James H. Merrill of the Merrill Patent Fire Arms Company, Baltimore, Maryland, received his initial patent pertaining to this carbine on July 20, 1858, U.S. patent 20,954. This was supplemented in 1861 by several additional patents involving improvements and refinements to the original. The basis for these patents was the copper-faced breech bolt, or plunger, which, being attached to the top-mounted operating lever, drives the combustible cartridge forward into the breech and serves as an effective gas seal. 

"While the U.S. government was lax in their acceptance of Merrill's firearms, the agents of the C.S.A. were more agreeable to beefing up their small supply of weapons for the impending conflict. It is assumed that several hundred went to the Confederacy until the Federal captured Maryland and Baltimore and then held the state and city under force of arms for the duration of the war. 

General Benjamin Butler announced that during his May 13, 1861, seizure and occupation of Baltimore he found 'several manufactories of arms, supplies and munitions meant for the 'rebels.'

"...The nervous Federal Government gave instructions to the United States Marshal's Office to search suspected persons or companies and seize all firearms. In a June 4, 1861 telegraph, Secretary Cameron instructed the U.S. Marshal of the Baltimore District to close a manufacturing facility.
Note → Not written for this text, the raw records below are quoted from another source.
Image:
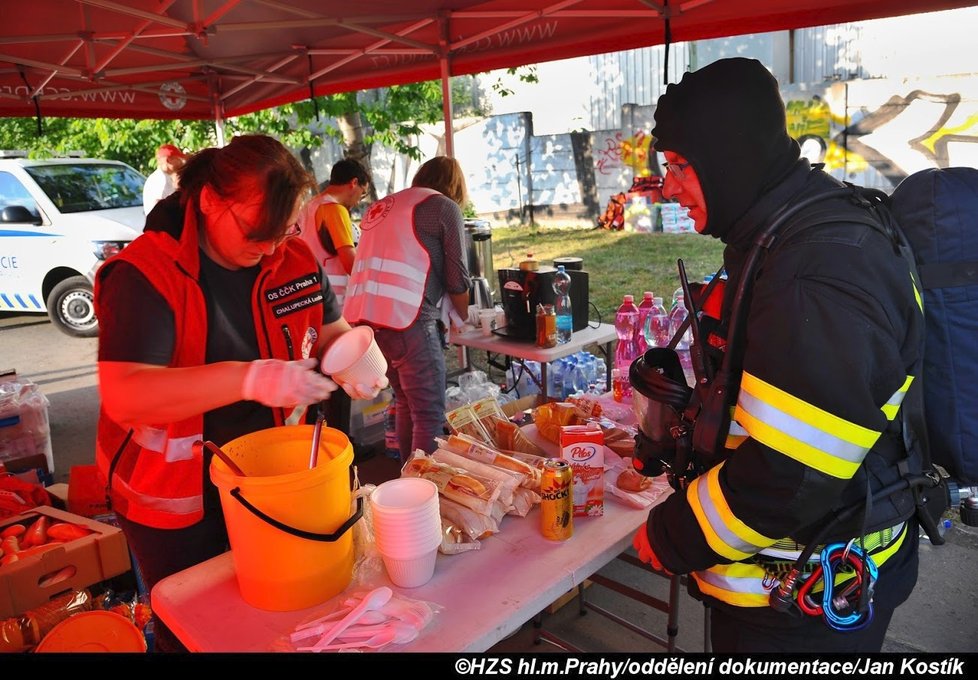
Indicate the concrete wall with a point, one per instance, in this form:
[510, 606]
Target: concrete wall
[872, 132]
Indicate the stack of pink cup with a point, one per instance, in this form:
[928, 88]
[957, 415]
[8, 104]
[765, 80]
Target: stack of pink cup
[407, 529]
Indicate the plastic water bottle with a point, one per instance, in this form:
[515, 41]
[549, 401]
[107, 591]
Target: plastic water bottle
[565, 317]
[555, 379]
[392, 448]
[645, 308]
[626, 323]
[657, 325]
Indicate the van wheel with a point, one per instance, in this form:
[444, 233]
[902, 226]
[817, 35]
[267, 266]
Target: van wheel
[71, 306]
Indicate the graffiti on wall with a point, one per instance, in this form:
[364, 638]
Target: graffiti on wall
[879, 132]
[620, 153]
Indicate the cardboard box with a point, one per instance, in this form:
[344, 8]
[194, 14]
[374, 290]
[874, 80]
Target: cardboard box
[96, 557]
[511, 408]
[86, 497]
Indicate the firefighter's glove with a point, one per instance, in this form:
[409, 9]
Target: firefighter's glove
[644, 549]
[286, 384]
[365, 391]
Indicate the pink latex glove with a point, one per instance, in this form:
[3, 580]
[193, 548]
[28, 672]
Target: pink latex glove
[365, 391]
[644, 549]
[286, 384]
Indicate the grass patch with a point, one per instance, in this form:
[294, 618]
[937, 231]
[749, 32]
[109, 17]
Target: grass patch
[617, 262]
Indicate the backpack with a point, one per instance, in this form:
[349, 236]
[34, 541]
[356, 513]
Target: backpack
[937, 210]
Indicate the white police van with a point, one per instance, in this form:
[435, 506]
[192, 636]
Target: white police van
[60, 219]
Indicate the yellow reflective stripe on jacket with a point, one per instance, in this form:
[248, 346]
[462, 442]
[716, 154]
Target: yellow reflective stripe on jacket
[892, 404]
[725, 533]
[797, 429]
[749, 585]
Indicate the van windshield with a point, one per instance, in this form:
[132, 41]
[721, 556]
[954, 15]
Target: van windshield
[89, 186]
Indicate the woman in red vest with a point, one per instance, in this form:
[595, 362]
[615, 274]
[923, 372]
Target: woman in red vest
[410, 259]
[211, 324]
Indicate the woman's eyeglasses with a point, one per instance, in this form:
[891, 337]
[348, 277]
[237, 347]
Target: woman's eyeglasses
[678, 170]
[292, 230]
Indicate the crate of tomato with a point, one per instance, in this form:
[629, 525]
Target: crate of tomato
[48, 551]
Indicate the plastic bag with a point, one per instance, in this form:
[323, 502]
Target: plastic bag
[24, 427]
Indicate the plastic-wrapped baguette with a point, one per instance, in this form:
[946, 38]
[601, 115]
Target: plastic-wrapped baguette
[508, 479]
[473, 491]
[471, 448]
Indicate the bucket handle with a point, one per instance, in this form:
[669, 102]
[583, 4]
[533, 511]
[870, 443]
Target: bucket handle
[312, 536]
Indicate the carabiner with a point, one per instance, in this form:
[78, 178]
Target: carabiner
[837, 608]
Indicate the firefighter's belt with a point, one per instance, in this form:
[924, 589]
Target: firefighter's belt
[787, 550]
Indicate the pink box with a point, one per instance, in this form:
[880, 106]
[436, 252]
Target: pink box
[583, 447]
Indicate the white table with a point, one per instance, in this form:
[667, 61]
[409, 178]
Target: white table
[603, 336]
[485, 594]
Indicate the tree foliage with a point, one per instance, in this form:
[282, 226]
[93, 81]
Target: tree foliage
[391, 117]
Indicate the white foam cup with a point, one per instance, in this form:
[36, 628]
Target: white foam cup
[487, 320]
[355, 359]
[413, 571]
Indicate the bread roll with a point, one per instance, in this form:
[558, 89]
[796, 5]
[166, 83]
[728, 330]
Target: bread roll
[632, 480]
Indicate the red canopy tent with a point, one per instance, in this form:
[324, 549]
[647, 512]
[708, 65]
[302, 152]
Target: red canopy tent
[198, 59]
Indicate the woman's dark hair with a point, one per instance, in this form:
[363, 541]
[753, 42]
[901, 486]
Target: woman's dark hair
[249, 165]
[443, 174]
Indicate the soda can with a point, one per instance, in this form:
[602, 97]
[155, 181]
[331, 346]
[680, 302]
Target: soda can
[556, 502]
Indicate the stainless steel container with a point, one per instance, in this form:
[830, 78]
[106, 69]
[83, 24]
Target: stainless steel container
[478, 253]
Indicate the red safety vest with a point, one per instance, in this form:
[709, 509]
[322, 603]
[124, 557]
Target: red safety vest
[331, 265]
[156, 477]
[388, 279]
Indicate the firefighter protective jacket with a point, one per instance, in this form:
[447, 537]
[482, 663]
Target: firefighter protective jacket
[156, 476]
[833, 340]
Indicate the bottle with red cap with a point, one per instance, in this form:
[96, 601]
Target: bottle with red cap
[626, 326]
[645, 308]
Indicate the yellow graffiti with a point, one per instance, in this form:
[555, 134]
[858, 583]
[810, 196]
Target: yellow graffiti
[635, 152]
[811, 117]
[838, 158]
[967, 126]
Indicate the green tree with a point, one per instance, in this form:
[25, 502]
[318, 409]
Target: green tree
[390, 116]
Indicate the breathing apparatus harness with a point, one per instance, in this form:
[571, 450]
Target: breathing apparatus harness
[698, 419]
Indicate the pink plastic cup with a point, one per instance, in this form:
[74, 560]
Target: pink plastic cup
[355, 359]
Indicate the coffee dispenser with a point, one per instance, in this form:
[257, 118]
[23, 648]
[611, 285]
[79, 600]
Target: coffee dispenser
[521, 290]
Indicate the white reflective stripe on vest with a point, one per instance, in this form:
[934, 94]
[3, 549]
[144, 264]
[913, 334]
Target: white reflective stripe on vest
[742, 585]
[725, 533]
[806, 433]
[386, 287]
[179, 506]
[156, 439]
[892, 405]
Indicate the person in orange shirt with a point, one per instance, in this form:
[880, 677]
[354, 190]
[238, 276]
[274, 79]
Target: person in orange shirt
[326, 225]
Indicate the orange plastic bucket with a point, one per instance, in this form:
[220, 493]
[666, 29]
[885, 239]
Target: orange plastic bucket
[289, 526]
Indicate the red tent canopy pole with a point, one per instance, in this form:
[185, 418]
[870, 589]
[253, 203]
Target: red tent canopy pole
[446, 88]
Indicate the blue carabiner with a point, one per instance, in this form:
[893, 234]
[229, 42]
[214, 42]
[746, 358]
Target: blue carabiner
[837, 609]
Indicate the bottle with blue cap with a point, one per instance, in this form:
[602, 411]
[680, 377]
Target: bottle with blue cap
[562, 306]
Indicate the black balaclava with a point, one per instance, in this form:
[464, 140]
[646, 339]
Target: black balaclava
[727, 119]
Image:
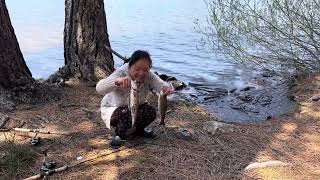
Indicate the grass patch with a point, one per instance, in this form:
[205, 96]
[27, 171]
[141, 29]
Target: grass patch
[15, 158]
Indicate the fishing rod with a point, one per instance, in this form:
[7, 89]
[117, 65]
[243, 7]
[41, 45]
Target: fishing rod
[37, 131]
[43, 174]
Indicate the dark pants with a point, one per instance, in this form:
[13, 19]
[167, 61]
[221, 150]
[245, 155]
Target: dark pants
[122, 121]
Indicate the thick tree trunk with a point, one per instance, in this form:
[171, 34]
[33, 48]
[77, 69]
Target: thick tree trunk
[13, 69]
[85, 38]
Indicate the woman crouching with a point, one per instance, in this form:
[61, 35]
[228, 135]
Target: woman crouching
[115, 109]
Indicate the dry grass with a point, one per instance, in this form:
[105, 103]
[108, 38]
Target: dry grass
[292, 138]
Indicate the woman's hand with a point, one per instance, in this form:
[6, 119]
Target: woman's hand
[167, 90]
[123, 82]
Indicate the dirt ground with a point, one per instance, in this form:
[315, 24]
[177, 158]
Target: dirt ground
[293, 139]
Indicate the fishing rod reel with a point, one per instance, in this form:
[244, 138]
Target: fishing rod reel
[47, 165]
[35, 140]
'War Department, Washington, June 4To; Marshal Bonifant, Baltimore

Get possession of the whole thirty five hundred tons. Stop the factory and take all the work they have done and the materials in hand. Don't fail to execute this order instantly.
Simon Cameron
Sec'y of War'
While this order does not identify Merrill, Thomas & Co., a later sworn statement from Bonifant does. In his statement, the above directive is repeated with the following addition:
'I hereby cirtifie (sic) that the above is a true copy of the order sent me by telegraph to stop the factory & seize the goods of Merrill & Thomas (in the) Sun Building.
Washington Bonifant, U.S. Marshall'

On June 5, Bonifant closed the factory and seized the weapons."

The summertime and fall flow of armaments southward was not closed until November of 1861, when Brigadier-General Henry Lockwood's Eastern Shore Campaign cut off the passageway of goods through that peninsula into Virginia.

The Merrill carbines were produced in two versions: The First Type included a brass patchbox in the stock and had the breech lever secured by a flat, knurled latch.

The Second Type was produced without the patchbox and had the breech lever secured with a rounded, button type latch.

Both used the .54 caliber Minie balls with paper cartridges which were loaded by lifting the top of the breech lever.
The barrels were 22 1/8 inches and round with one barrel band.
Total production of type I and II Merrill carbines was just under 14,500.

The Southerners generally reported favorably on the handy carbines.
Federals, on the other hand, seemed to favor them only when no other breech loaders were available. By the fall of 1862 they were rather widely condemned within the ranks of the Army of the Potomac. As more modern weapons became available, Merrills were quickly replaced in eastern federal ranks. Few were still in the Army of the Potomac after the fall of 1863. Less well equipped Confederates and western Federals, however, used them throughout the war.